How freaking good are the Mariners?

After looking downright mortal during a season-opening 3-3 homestand, the Mariners have run roughshod over the AL West, ripping off nine consecutive wins over divisional rivals, the last five without their best hitter, Edgar Martinez. They've won easy (5-1 and 8-1 over the Angels) and they've won hard (late rallies to beat the Angels 5-4 and the Rangers 13-11), but they've done nothing but win.

While they've gotten a few good starts during the streak, they're mostly pounding people into submission. The Mariners haven't scored fewer than five runs in any game on the road trip (they've done so just once all season), and are averaging nearly eight runs during a game during it. They lead the AL in runs, OBP (by 29 points!), batting average, Equivalent Average, and walks, and are third in slugging average.

The performance of the offense in the absence of Martinez has been a surprise. An unconscious Ruben Sierra–.455/.526/.697–hasn't hurt, but more important has been the team's continued embrace of patience at the plate. Mike Cameron and Carlos Guillen have dramatically improved their walk rate so far this season, and are putting up stellar OBPs (.478 and .429, respectively). Even Ichiro Suzuki has four unintentional walks in 70 plate appearances, nearly doubling last year's walk rate.

OBP is Life. The Mariners, more than any team in the game–even the A's–exemplify this concept. Last year, they rode it to 116 wins and an easy divisional title. If early returns are any indication–and I have to acknowledge that we're talking about 15 games here–they have the pieces in place to do just as much damage this year.

It's not just the offense. While some of the Mariners' pitchers are scuffling early this year, they are once again getting great work from three relievers. Only this year, instead of Kazuhiro Sasaki and his great set-up men (Arthur Rhodes and Jeff Nelson, it's Sasaki and two guys who weren't even on the team this time last year. Shigetoshi Hasegawa and Joel Piniero have provided 20 1/3 innings of shutout baseball, while Rhodes and Nelson have been inconsistent. Sasaki, by the way, has yet to allow an earned run, and is allowing just a 337 OPS on the young season. It's scary to think what this team is going to be like when Rhodes and Nelson reach midseason form.

The bullpen and lineup have covered for a starting rotation that has been shaky. Only Jamie Moyer has been consistently effective, while last year's ace Freddy Garcia has scuffled, and the back of the rotation–Paul Abbott, James Baldwin, and John Halama has been all over the place. Between injuries and trades, the Mariners have lost a lot of their pitching depth in the upper levels of their system, so this is the one area in which they're vulnerable.

Keep in mind, though, that the Mariners pitch in front of the best defense in the league.
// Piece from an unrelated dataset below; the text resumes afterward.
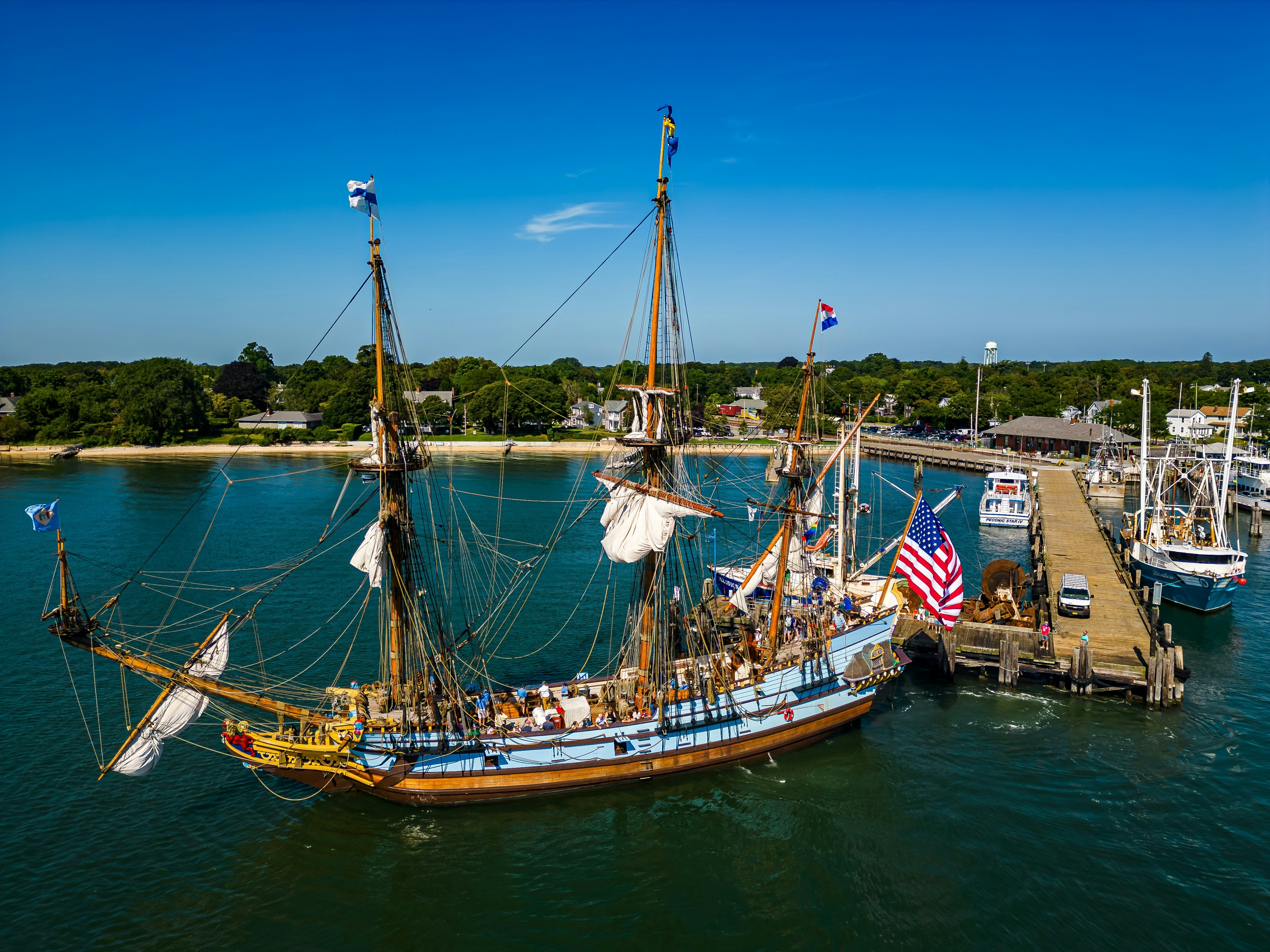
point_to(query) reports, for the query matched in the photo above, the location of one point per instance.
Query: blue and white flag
(361, 197)
(44, 518)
To the extent that Martinez's injury had a positive aspect, it was in getting Ruben Sierra off the field, and into the DH slot, full time. With Mark McLemore in left field, the Mariners start eight above-average defensive players, including what may be the best defensive outfield in baseball. That's a lot of support, even for a shaky rotation.
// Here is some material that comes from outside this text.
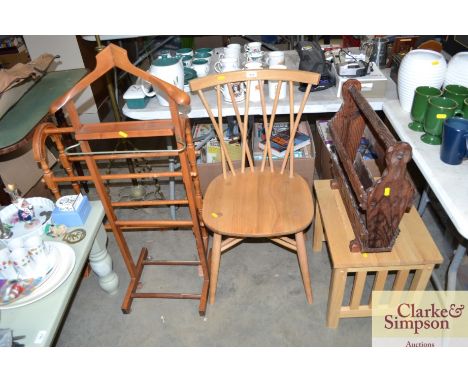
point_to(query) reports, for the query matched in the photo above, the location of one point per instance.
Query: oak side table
(412, 259)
Last year, the Mariners opened the season 20-4, burying the AL West before the other teams knew what had hit them. This year, they're 12-3 with seven games left against the West in April, six of them at home against teams they've already swept on the road. They look like a better offensive team than they did last year, and they feature a deeper bullpen and possibly a better defense. While it's unrealistic to predict another 116 wins, it's possible that the A's are once again going to be focusing on the wild card much sooner than they'd hoped.